C++ has three ways of allocating heap memory (malloc, new, and new[]) and three corresponding ways of deallocation (free, delete, and delete[]). Direct use of malloc and new should be avoided for C++ classes, as these may override operator new to control their own allocation. However these low-level allocators can be necessary for builtin types on occasion if the C++ side takes ownership (otherwise, prefer either array from the builtin module array or ndarray from Numpy).

The low-level module adds the following functions:

  • ll.malloc: an interface on top of C’s malloc. Use it as a template with the number of elements (not the number types) to be allocated. The result is a cppyy.LowLevelView with the proper type and size:

    >>> arr = cppyy.ll.malloc[int](4)   # allocates memory for 4 C ints
    >>> print(len(arr))
    4
    >>> print(type(arr[0]))
    <type 'int'>
    >>>
    

    The actual C malloc can also be used directly, through cppyy.gbl.malloc, taking the number of bytes to be allocated and returning a void*.

  • ll.free: an interface to C’s free, to deallocate memory allocated by C’s malloc. To continue to example above:

    >>> cppyy.ll.free(arr)
    >>>
    

    The actual C free can also be used directly, through cppyy.gbl.free.

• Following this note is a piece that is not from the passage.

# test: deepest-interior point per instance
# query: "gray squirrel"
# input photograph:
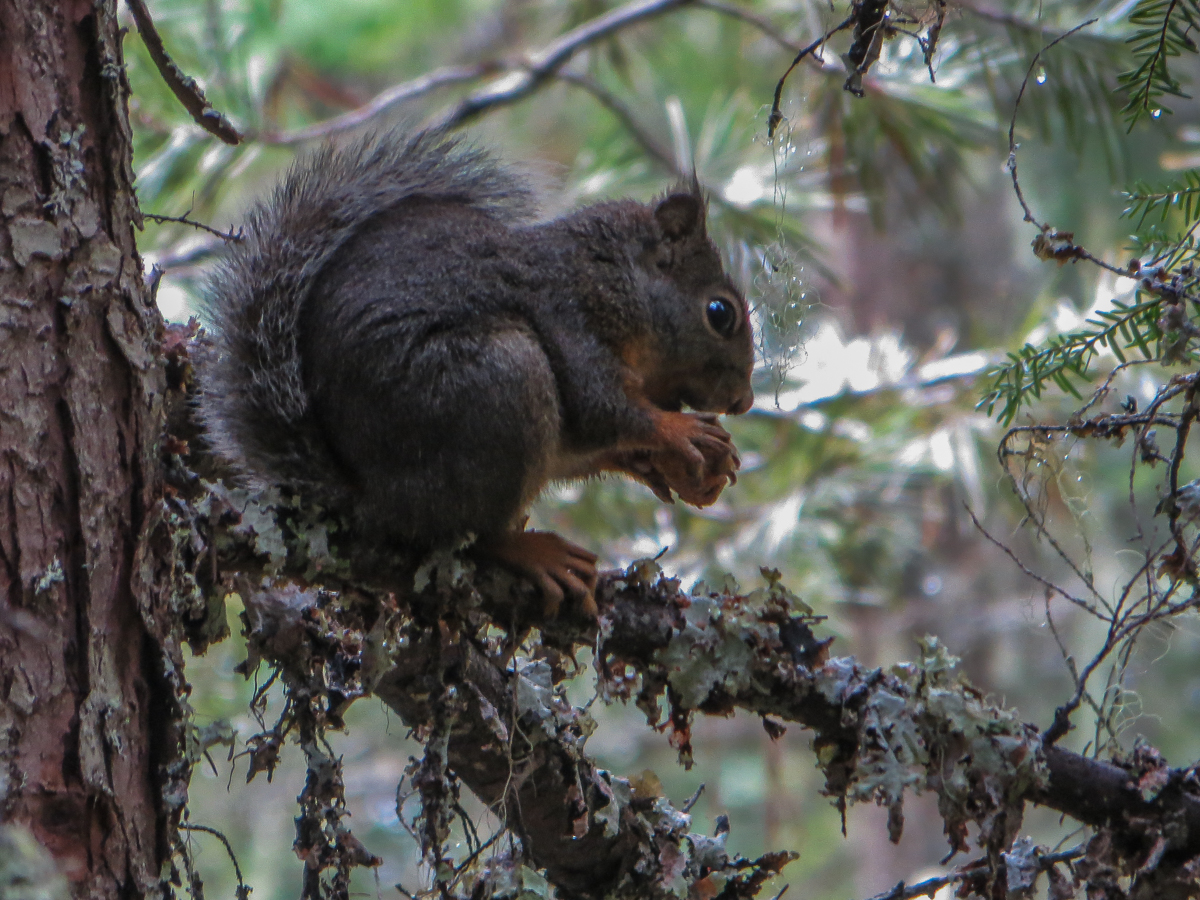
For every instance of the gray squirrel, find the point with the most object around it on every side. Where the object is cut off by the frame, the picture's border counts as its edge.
(401, 339)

  • ll.array_new: an interface on top of C++’s new[]. Use it as a template; the result is a cppyy.LowLevelView with the proper type and size:

    >>> arr = cppyy.ll.array_new[int](4)   # allocates memory for 4 C ints
    >>> print(len(arr))
    4
    >>> print(type(arr[0]))
    <type 'int'>
    >>>
    
  • ll.array_delete: an interface on top of C++’s delete[]. To continue to example above:

    >>> cppyy.ll.array_delete(arr)
    >>>
    

argc/argv

C/C++’s main function can take the number of command line arguments (argc) and their values (argv) as function arguments. A common idiom has these values subsequently passed on to the entry point of e.g. a framework or library. Since the type of argv in particular (char*[]) is clunky to work with in Python, the low level module contains two convenient helper functions, ll.argc() and ll.argv(), that convert the command line arguments as provided by Python’s sys module, into typed values that are can be passed to by C/C++.